A Study Testing Atumelnant Compared to Placebo in Adults with Classic Congenital Adrenal Hyperplasia to Reduce Steroid Dose While Controlling Hormones

3 1

What is this study about?

This study is looking at a condition called classic congenital adrenal hyperplasia, which is a disorder where the adrenal glands do not produce certain hormones properly.

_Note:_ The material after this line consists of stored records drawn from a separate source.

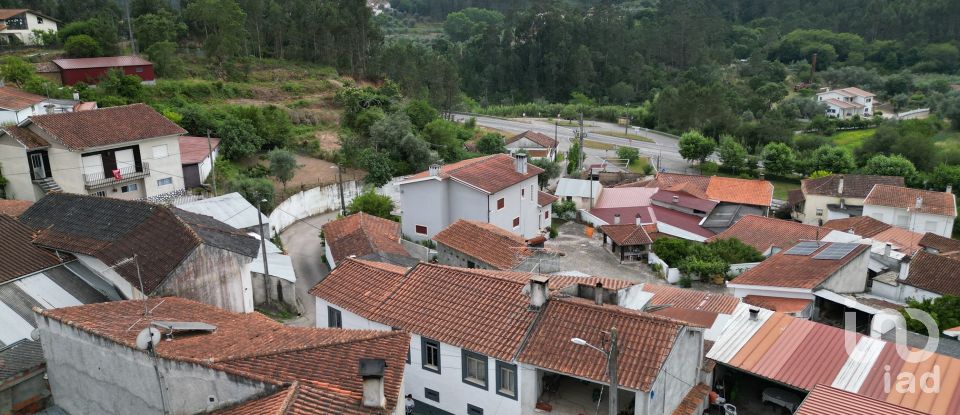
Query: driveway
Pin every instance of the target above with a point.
(302, 242)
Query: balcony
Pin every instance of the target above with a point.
(127, 174)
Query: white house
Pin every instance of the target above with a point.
(847, 102)
(499, 342)
(914, 209)
(126, 152)
(19, 25)
(498, 189)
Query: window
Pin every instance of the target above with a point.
(160, 151)
(506, 380)
(474, 369)
(431, 354)
(334, 318)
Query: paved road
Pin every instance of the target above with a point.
(302, 241)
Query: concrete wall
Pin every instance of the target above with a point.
(213, 276)
(91, 375)
(311, 202)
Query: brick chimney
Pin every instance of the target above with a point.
(371, 370)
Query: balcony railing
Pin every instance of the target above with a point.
(129, 173)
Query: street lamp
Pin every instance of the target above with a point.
(612, 356)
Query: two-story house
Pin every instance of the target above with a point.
(914, 209)
(19, 24)
(836, 196)
(126, 152)
(499, 189)
(847, 102)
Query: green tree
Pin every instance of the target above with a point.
(283, 165)
(778, 159)
(372, 203)
(82, 46)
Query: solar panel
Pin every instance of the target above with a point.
(836, 251)
(804, 248)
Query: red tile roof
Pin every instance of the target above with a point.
(826, 400)
(365, 236)
(106, 126)
(864, 226)
(249, 345)
(854, 185)
(937, 203)
(19, 256)
(762, 232)
(538, 138)
(645, 341)
(796, 271)
(17, 99)
(491, 173)
(486, 242)
(101, 62)
(544, 198)
(627, 234)
(194, 150)
(935, 273)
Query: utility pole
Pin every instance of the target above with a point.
(213, 169)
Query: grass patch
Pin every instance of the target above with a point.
(627, 136)
(853, 138)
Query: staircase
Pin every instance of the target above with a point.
(47, 184)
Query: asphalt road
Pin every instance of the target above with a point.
(663, 145)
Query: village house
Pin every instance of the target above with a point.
(141, 248)
(499, 189)
(184, 357)
(500, 342)
(836, 196)
(534, 144)
(126, 152)
(847, 103)
(913, 209)
(19, 24)
(364, 236)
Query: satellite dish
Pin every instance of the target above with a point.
(148, 337)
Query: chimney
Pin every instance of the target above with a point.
(538, 291)
(371, 370)
(520, 163)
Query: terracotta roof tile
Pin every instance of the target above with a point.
(762, 233)
(541, 139)
(937, 203)
(626, 235)
(864, 226)
(796, 271)
(491, 173)
(106, 126)
(16, 99)
(485, 242)
(549, 344)
(194, 150)
(367, 237)
(934, 273)
(854, 185)
(19, 256)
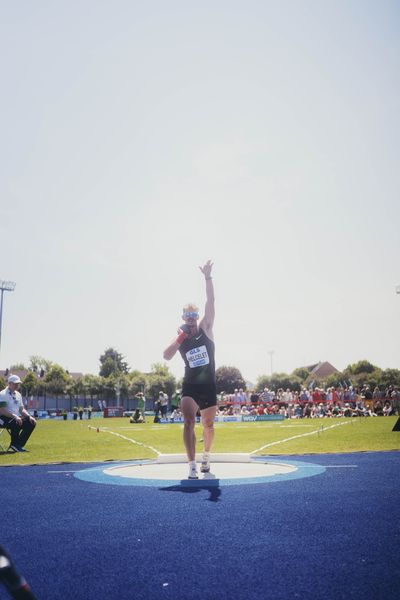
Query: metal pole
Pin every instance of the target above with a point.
(5, 286)
(1, 313)
(271, 352)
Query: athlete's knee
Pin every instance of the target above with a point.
(189, 422)
(208, 423)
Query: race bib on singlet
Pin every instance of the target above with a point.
(197, 357)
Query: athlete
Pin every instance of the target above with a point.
(195, 343)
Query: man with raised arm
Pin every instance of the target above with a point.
(195, 343)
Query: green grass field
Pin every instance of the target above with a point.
(73, 441)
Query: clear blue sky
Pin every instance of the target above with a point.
(139, 139)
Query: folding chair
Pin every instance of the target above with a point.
(2, 430)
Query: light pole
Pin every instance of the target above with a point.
(271, 353)
(5, 286)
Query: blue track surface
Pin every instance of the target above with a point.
(331, 536)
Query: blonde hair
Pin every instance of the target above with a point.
(190, 307)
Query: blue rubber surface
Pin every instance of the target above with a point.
(331, 536)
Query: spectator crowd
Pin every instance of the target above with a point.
(312, 403)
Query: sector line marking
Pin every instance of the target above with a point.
(98, 429)
(293, 437)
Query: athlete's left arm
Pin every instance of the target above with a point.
(207, 321)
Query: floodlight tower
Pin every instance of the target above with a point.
(271, 353)
(5, 286)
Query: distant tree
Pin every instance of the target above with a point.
(228, 379)
(56, 380)
(138, 382)
(112, 363)
(29, 384)
(279, 381)
(38, 364)
(390, 377)
(334, 380)
(18, 367)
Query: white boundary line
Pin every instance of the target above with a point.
(322, 428)
(100, 429)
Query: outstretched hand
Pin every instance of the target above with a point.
(206, 269)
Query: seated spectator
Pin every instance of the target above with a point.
(347, 411)
(137, 417)
(387, 409)
(14, 416)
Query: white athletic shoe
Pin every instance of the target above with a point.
(205, 463)
(193, 471)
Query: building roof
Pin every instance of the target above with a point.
(322, 370)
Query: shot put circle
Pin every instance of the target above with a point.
(152, 473)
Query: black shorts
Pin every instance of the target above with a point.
(205, 394)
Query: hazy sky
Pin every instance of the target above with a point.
(139, 139)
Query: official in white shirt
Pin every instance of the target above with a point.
(14, 416)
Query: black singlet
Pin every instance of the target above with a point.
(198, 353)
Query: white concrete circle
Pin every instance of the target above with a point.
(219, 470)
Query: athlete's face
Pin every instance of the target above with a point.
(190, 317)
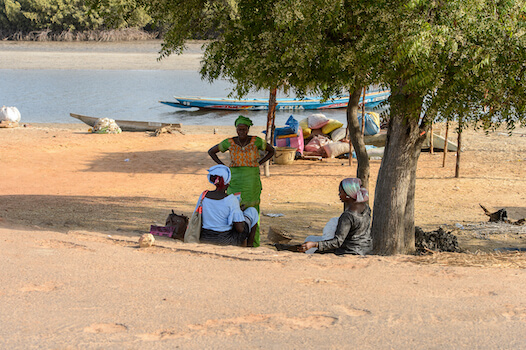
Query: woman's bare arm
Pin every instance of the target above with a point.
(212, 152)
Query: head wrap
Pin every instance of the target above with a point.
(243, 120)
(353, 188)
(220, 170)
(251, 216)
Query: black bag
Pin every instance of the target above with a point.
(179, 223)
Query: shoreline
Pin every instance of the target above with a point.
(124, 55)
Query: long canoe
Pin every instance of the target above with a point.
(128, 125)
(309, 103)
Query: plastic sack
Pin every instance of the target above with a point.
(304, 124)
(295, 141)
(315, 145)
(317, 121)
(106, 126)
(10, 114)
(372, 123)
(335, 149)
(331, 126)
(338, 134)
(291, 128)
(372, 152)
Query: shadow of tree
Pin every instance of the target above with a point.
(134, 215)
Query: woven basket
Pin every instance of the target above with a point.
(277, 235)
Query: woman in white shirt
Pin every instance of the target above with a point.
(223, 221)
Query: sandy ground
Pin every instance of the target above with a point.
(73, 205)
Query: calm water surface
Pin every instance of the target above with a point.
(48, 96)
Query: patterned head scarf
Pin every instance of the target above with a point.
(221, 171)
(243, 120)
(353, 188)
(251, 216)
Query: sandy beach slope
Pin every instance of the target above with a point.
(73, 205)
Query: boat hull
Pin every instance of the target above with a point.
(371, 99)
(127, 125)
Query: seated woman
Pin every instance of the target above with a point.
(353, 233)
(223, 221)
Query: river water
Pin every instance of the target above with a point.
(48, 96)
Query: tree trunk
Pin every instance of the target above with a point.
(269, 136)
(445, 145)
(393, 228)
(356, 137)
(459, 144)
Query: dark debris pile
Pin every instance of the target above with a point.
(438, 241)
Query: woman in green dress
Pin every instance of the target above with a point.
(244, 164)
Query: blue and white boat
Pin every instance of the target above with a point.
(371, 99)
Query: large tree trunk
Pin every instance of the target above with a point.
(393, 229)
(356, 137)
(271, 115)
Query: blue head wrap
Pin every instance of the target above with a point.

People with this condition need to take replacement hormones called glucocorticoids to help their body function normally. The treatment being tested in this study is called atumelnant, which comes in tablet form and is taken by mouth. The study will compare atumelnant with placebo to see which works better. Atumelnant is also known by its code name CRN04894.

The purpose of this study is to find out if atumelnant can help reduce the daily dose of glucocorticoid medication that people with this condition need to take, while still keeping the levels of certain hormones called adrenal androgens under control. The study will measure hormone levels in the blood, including a hormone called androstenedione and another one called 17-hydroxyprogesterone, to see if the treatment is working. The study will also look at how safe atumelnant is and what side effects it might cause.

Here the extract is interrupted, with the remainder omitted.